This fixes things for me.

Next attempt...

Changes have been made in Git for this ticket:

Bug #9085: Destroying a session counts as a clean session

http://git.horde.org/diff.php/framework/Core/lib/Horde/Registry.php?rt=horde-git&r1=40c3c5f412af1f752b3bf42884aed3117eb07445&r2=372196c52889c31692bbbf2024538192805be3f7

... ah, and now it's only happening after logout, not when navigating 
to the login page the first time, so to speak.

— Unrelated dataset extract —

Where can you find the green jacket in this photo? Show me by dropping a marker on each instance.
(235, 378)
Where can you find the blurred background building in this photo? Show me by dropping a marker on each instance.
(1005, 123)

Now, at least, I'm only seeing the warning once, but it's still there.

Try this.

Changes have been made in Git for this ticket:

Bug #9085: Only reset session ID once per page load

http://git.horde.org/diff.php/framework/Core/lib/Horde/Registry.php?rt=horde-git&r1=182c2abfa25d3cdc6c6a23a3771a6886dcdcde7e&r2=8e3e0edc6bb2e6460aa8f22da9372ee40d3f988e

Since these changes, I'm now seeing:

Warning: session_regenerate_id() [function.session-regenerate-id]: 
Cannot regenerate session id - headers already sent in 
/usr/local/horde/horde/framework/Core/lib/Horde/Registry.php on line 
1582

on the login page.

Trace:

1        0.0027        782592        {main}( )        ../login.php:0
2        0.1840        8413552        require( 
'/usr/local/horde/horde/horde/templates/login/login.inc' 
)        ../login.php:315
3        0.1852        8414088        Horde_Notification_Handler->notify( $options = array 
('listeners' => 'status') )        ../login.inc:15
4        0.1853        8414712        Horde_Notification_Handler_Decorator_Alarm->notify( 
$options = array ('listeners' => array (0 => 'status')) 
)        ../Handler.php:284
5        0.1853        8414712        Horde_Alarm->notify( $user = 'mike', $load = ???, 
$preload = ???, $exclude = ??? )        ../Alarm.php:54
6        0.1854        8415072        Horde_Alarm->listAlarms( $user = 'mike', $time = 
NULL, $load = TRUE, $preload = TRUE )        ../Alarm.php:457
7        0.1864        8444504        Horde_Alarm->load( $user = 'mike', $preload = TRUE 
)        ../Alarm.php:177
8        0.1879        8583720        Horde_Registry->listApps( $filter = NULL, $assoc = 
FALSE, $perms = 4 )        ../Alarm.php:117
9        0.3768        14849736        Horde_Registry->hasPermission( $app = 'ansel', 
$perms = 4 )        ../Registry.php:618
10        0.3769        14850048        Horde_Registry->isAuthenticated( $options = array 
('app' => 'ansel') )        ../Registry.php:1222
11        0.3769        14850128        Horde_Registry->getCleanSession( )        ../Registry.php:1676
12        0.3769        14850224        session_regenerate_id ( TRUE )        ../Registry.php:1582

The only system that I've seen so far that was affected by 
side-effects of this issue also relies on checkAuthentication() 
working properly, so I can't update it yet.

How about this?

Changes have been made in Git for this ticket:

Bug #9085: get clean session if doing transparent auth in a non 
authenticated Horde session

http://git.horde.org/diff.php/framework/Core/lib/Horde/Registry.php?rt=horde-git&r1=26a33b08c4d70abca71dc606d6669f2d0ec59f53&r2=7869819cbfd94103184a404de1ba08b10b9d0b7c

When authenticating a user through transparent authentication, 
getCleanSession() is not called, making the session vulnerable to 
session fixation and other side-effects.